Gouiri : pourquoi l'OM pourrait le vendre cet été
L'attaquant algérien est sous contrat jusqu'en 2029, mais les finances de Marseille fragilisent sa place. Le Mondial change-t-il la donne ?
Il y a des étés qui décident d'une carrière. Pour Amine Gouiri, celui de 2026 pourrait en être un. L'attaquant des Fennecs prépare la Coupe du monde la tête haute, mais pendant qu'il pense sélection, son club pense trésorerie. Et soyons francs : à Marseille, les deux ne font pas toujours bon ménage.
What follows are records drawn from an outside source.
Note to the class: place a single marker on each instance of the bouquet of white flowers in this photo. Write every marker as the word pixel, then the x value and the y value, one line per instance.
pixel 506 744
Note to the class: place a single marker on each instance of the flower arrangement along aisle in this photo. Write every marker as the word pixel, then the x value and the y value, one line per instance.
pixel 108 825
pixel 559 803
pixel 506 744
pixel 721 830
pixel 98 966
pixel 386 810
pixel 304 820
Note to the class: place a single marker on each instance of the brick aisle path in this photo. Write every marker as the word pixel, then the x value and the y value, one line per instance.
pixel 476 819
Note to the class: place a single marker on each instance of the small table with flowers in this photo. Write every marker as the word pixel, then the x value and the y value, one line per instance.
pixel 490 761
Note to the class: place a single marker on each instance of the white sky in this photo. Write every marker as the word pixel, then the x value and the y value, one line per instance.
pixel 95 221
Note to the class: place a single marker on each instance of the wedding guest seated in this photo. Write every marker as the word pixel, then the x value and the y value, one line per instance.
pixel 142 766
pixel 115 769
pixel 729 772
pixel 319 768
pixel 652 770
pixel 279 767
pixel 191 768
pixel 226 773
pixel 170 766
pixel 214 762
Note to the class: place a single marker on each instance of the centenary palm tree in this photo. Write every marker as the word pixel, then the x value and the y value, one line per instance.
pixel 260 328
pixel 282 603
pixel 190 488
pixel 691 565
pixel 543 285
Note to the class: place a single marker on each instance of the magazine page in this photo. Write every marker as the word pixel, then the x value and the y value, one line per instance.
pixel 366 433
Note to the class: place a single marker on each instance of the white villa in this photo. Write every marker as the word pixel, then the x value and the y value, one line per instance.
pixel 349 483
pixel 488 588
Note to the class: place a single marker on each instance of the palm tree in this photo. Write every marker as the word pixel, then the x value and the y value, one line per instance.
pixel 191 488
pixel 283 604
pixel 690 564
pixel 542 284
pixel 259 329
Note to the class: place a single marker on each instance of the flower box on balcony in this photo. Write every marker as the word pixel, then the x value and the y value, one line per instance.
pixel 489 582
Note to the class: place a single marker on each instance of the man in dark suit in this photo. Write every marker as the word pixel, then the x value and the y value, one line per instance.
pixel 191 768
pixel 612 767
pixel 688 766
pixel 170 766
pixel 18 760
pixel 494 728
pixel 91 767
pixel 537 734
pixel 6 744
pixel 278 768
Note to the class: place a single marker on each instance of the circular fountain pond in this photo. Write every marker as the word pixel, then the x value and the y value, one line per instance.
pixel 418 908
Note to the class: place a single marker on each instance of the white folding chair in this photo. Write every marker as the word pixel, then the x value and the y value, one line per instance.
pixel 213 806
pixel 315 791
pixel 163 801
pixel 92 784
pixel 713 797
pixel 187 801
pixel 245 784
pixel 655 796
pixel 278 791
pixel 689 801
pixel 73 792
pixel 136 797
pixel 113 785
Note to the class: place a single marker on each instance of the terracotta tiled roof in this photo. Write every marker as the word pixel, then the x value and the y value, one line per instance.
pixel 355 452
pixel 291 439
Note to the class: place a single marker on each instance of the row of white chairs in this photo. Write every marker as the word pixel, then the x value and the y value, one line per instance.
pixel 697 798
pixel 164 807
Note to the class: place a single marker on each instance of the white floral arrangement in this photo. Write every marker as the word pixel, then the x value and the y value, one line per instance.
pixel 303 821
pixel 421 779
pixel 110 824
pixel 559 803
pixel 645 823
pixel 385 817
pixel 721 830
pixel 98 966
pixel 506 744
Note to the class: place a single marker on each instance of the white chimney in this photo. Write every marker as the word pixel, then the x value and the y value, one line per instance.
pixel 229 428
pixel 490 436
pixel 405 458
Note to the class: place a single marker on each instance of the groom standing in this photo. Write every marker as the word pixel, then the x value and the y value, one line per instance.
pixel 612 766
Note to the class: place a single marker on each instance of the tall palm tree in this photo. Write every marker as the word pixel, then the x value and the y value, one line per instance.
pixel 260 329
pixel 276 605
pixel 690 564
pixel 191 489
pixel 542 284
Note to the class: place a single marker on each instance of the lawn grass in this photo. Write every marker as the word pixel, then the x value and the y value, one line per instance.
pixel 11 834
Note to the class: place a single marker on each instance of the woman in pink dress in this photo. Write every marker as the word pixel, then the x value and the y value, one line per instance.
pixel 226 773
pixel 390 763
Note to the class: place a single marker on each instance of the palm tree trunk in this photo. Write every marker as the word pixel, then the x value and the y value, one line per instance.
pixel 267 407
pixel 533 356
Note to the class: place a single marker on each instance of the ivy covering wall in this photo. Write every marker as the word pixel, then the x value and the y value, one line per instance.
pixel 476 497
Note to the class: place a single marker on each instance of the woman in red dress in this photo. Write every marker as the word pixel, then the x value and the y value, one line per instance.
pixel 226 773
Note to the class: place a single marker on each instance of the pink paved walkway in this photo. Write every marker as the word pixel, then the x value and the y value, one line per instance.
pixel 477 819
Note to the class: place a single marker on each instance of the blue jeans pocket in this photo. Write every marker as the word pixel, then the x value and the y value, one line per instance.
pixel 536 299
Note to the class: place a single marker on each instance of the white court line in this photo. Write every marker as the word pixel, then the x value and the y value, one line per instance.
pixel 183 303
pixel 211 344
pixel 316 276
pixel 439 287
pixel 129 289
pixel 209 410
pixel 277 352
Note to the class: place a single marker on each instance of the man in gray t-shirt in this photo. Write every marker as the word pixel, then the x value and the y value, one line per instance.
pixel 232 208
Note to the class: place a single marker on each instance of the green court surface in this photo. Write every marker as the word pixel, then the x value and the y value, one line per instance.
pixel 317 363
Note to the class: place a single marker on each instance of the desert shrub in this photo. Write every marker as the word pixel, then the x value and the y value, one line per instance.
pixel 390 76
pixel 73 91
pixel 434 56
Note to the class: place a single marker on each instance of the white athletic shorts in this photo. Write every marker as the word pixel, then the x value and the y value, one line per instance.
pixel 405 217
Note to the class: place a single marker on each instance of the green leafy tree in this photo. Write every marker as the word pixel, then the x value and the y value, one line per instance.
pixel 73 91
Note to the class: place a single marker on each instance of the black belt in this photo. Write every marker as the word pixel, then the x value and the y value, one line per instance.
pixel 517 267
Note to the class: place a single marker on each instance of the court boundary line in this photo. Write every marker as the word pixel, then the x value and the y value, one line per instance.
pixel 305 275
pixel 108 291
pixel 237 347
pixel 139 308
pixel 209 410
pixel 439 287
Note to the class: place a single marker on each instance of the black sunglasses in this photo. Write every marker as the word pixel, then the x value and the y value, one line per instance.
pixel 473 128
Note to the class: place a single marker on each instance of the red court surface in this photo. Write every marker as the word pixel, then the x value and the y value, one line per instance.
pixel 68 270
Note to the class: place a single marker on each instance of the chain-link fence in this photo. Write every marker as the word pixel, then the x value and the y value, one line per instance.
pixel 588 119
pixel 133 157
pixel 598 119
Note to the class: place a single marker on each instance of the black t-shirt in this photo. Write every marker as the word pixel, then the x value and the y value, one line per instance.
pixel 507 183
Une saison contrariée, mais des chiffres qui parlent
Arrivé en janvier 2025, Gouiri avait signé six mois pleins de promesses sur la Canebière. Sa première saison complète a été plus rugueuse : une blessure à l'épaule l'a tenu loin des terrains d'octobre à janvier, cassant son rythme au pire moment. Malgré ce trou d'air, le bilan reste solide — 11 buts et 5 passes décisives toutes compétitions confondues sur l'exercice 2025-2026. Pour un joueur amputé de trois mois de compétition, le rendement n'a rien d'anodin. Il dit même quelque chose d'important : quand Gouiri est sur le terrain, il pèse.
L'OM doit vendre, et le calendrier presse
Le vrai sujet n'est pas sportif, il est comptable. Marseille traverse une zone financière délicate et doit renflouer ses caisses, de préférence courant juin, avant son passage devant la DNCG en fin de mois. Dans ce genre d'équation, les actifs à forte valeur deviennent des variables d'ajustement. Or Gouiri, sous contrat jusqu'en juin 2029, coche toutes les cases du joueur vendable : jeune, international, productif, avec une cote qui tient. Selon La Provence, plusieurs prétendants sérieux se sont déjà manifestés. Le hic pour l'OM ? Le joueur a la tête ailleurs. À 26 ans, l'international algérien (21 sélections, 8 buts) se concentre sur le Mondial et ne pense pas à son avenir de club. Ce ne sera donc pas par lui que Marseille remplira son tiroir-caisse avant l'audit. Le club veut vendre vite ; le joueur, lui, ne veut pas qu'on le presse.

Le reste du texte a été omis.